As a general rule, and as can be seen from Table 1, we observe that both the mean and variance of D2 increase markedly as the Markov order increases for fixed word length k and sequence lengths m and n. The difference between the empirical cumulative distribution functions for the different Markov orders for the parameters of Table 1 is further illustrated in Figure 4.
We compared the empirical distribution of D2 for each Markov order with conjectured asymptotic distributions based on the theoretical mean and variance calculated via Equations (16) and (25) to (35). For Markov order 3, this is illustrated by Figure 5. Here the cumulative gamma and normal distributions are plotted using the built-in R functions pgamma() and pnorm(), respectively, and the cumulative Pólya-Aeppli distribution is plotted using the function pPolyaAeppli() included in the Supplementary Materials. We observe that, for these parameter values, the three conjectured distributions do not differ greatly from one another, although the Pólya-Aeppli clearly gives the best fit, particularly in the important tail of the distribution relevant to estimating p values. This trend is also observed for the other Markov orders and sequence lengths simulated including the simulations in Figure 4. In general, the Pólya-Aeppli behavior that is expected to apply asymptotically for large sequence lengths is reached within the accuracy expected of our Monte Carlo simulations at sequence lengths of some hundreds of letters. For parameters leading to large values of E(D2), the continuous normal and gamma distributions are more readily computable, although slightly less accurate, than the Pólya-Aeppli, and of these two the gamma is invariably observed to give a better fit.

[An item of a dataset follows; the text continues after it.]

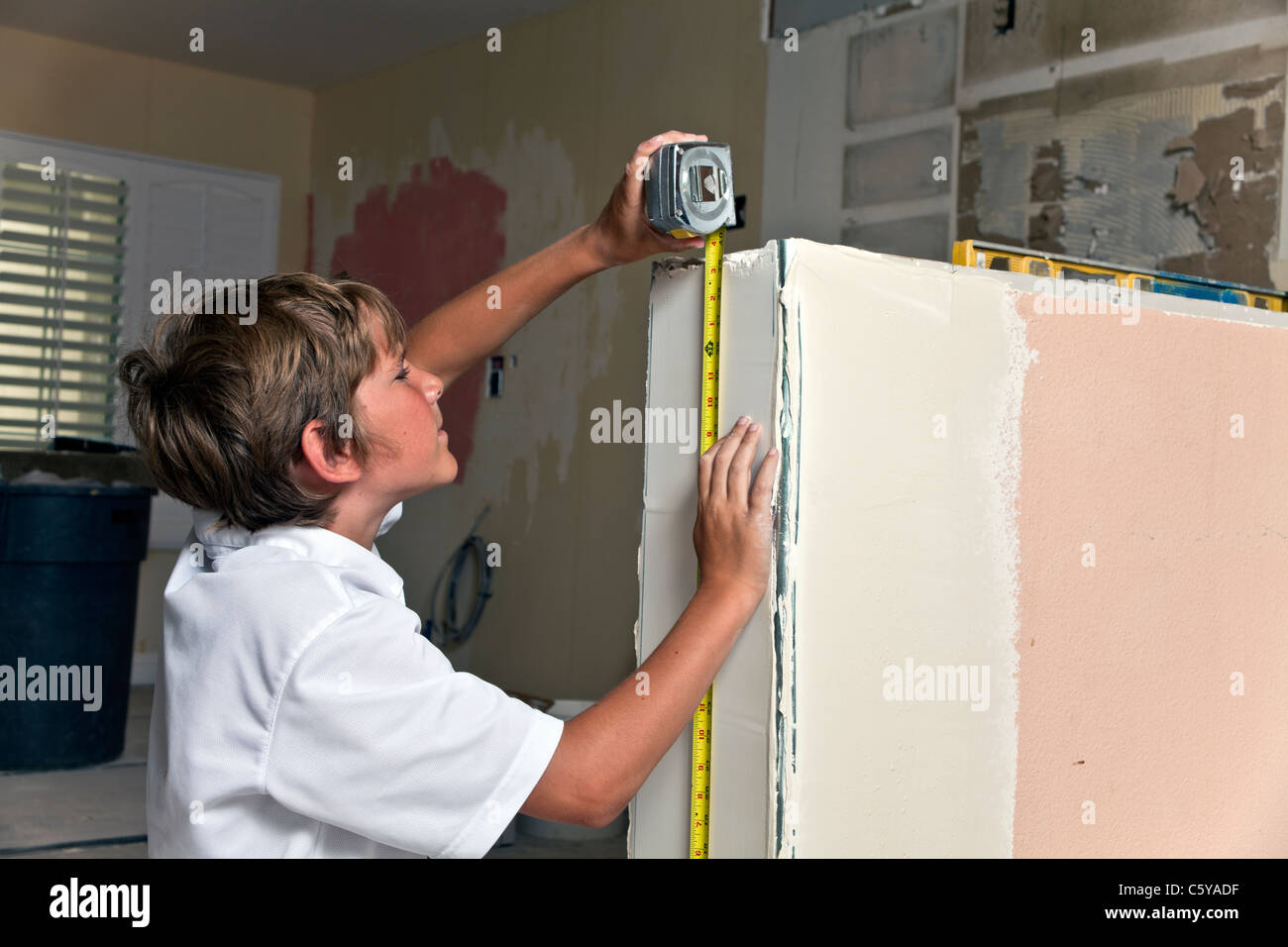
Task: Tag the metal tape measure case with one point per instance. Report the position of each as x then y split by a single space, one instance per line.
688 188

4.3. Comparison with chromosomal DNA
Ultimately, one hopes to use D2 or similarly defined statistics as an alignment-free tool to assess the relatedness of biological sequences. To this end, it is helpful to know to what extent genomic sequences can be modeled as Markovian sequences for the purpose of defining a null-hypothesis distribution for the D2 statistic. With this in mind, we have performed some exploratory comparisons between the D2 distributions obtained via simulating the Markov processes using maximum likelihood estimates of Markov matrices and the D2 distribution obtained by sampling original DNA data, for example, the DNA sequence from human chromosome 1 from Ensembl (Wellcome Trust Sanger Institute and European Bioinformatics Institute, (2012). For consistency with the range of parameters used in the simulations of the previous section, the comparisons were done for sequence lengths m = n = 300 and 1,000.

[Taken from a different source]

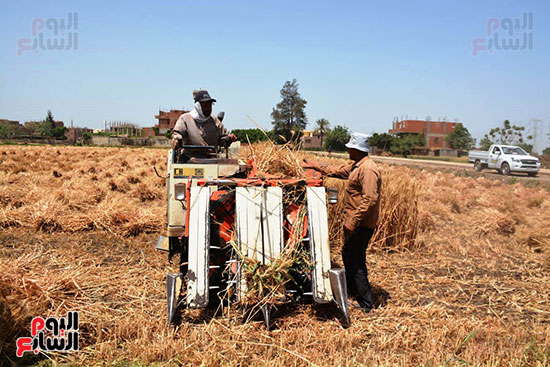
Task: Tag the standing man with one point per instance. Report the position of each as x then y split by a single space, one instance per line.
199 127
361 210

Figure 6 illustrates the comparison between D2 distributions approximated by gamma distributions with exact means and variances calculated under Markovian hypotheses of various orders, and the empirical density of the D2 distribution obtained from sampling human chromosome 1. The Markov transition matrices used for calculating the mean and variance at each order were estimated using maximum likelihood from the same subset of human chromosome 1 as that used for obtaining the empirical D2 density (see below). The gamma representation was demonstrated to provide a very accurate approximation to the D2 distribution (as estimated from Monte Carlo simulations) for m = n = 1,000 and Markov order θ = 0, 1, 2, and 3 in the previous Section (see Fig. 5). Here we also assume the gamma approximation to the D2 distribution for θ and up to 5 to avoid further Monte Carlo simulations, as the computational demands of the algorithm of Section 2.1 for generating sequences with PBCs become prohibitive for higher Markov orders.

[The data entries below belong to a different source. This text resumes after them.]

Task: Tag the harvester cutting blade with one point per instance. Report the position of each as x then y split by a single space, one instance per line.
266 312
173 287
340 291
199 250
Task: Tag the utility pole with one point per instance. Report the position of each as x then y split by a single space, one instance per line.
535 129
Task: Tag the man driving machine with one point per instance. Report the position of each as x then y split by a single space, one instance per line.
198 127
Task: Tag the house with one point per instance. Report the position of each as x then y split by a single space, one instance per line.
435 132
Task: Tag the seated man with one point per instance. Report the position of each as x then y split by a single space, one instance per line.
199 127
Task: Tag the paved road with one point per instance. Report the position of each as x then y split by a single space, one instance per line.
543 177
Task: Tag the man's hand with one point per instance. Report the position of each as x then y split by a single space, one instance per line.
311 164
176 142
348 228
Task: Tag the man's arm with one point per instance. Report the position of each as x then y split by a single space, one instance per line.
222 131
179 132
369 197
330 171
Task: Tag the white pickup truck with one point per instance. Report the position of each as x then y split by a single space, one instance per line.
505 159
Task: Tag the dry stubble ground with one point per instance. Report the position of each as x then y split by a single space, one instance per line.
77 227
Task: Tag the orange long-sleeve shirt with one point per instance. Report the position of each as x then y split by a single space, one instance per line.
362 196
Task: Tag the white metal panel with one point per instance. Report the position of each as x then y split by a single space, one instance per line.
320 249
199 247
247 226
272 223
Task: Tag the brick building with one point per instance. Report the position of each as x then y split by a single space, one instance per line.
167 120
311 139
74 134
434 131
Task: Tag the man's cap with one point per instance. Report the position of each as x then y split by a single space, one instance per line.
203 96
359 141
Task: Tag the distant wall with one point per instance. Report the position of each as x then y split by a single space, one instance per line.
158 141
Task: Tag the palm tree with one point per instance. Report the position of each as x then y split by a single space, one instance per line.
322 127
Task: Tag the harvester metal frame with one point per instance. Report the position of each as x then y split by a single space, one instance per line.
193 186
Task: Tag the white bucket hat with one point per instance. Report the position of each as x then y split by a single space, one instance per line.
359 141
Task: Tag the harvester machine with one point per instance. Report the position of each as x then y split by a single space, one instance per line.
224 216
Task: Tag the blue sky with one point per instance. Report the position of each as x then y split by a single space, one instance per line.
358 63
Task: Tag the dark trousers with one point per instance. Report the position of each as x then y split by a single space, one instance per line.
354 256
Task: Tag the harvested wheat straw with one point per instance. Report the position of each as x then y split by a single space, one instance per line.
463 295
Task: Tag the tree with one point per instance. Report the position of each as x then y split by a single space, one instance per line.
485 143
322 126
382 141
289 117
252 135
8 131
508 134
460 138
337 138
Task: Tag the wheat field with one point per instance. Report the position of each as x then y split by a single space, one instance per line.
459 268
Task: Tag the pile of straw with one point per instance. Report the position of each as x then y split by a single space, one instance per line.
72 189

To obtain the empirical density, we took the soft-masked DNA sequence for human chromosome 1 from Ensembl, and took uniform random samples of subsequences of length 300 or 1,000, according to Knuth's Algorithm S (Knuth, 1981, Section 3.4.2), but avoiding all ambiguous and masked regions. Ensembl's masking removes repetitive regions including tandem repeats. This data source and procedure for estimating Markov transition matrices correspond to those described by Chor et al. (2009a), except that the Markov matrices have been estimated from Ensembl's “soft-masked” sequences with the repeat regions (i.e., the lowercase letters) ignored, whereas Chor et al. include the repeat regions. We find that, as expected, including the repeat regions leads to a skewed empirical D2 distribution with an extremely heavy right-hand tail corresponding to repetitive regions.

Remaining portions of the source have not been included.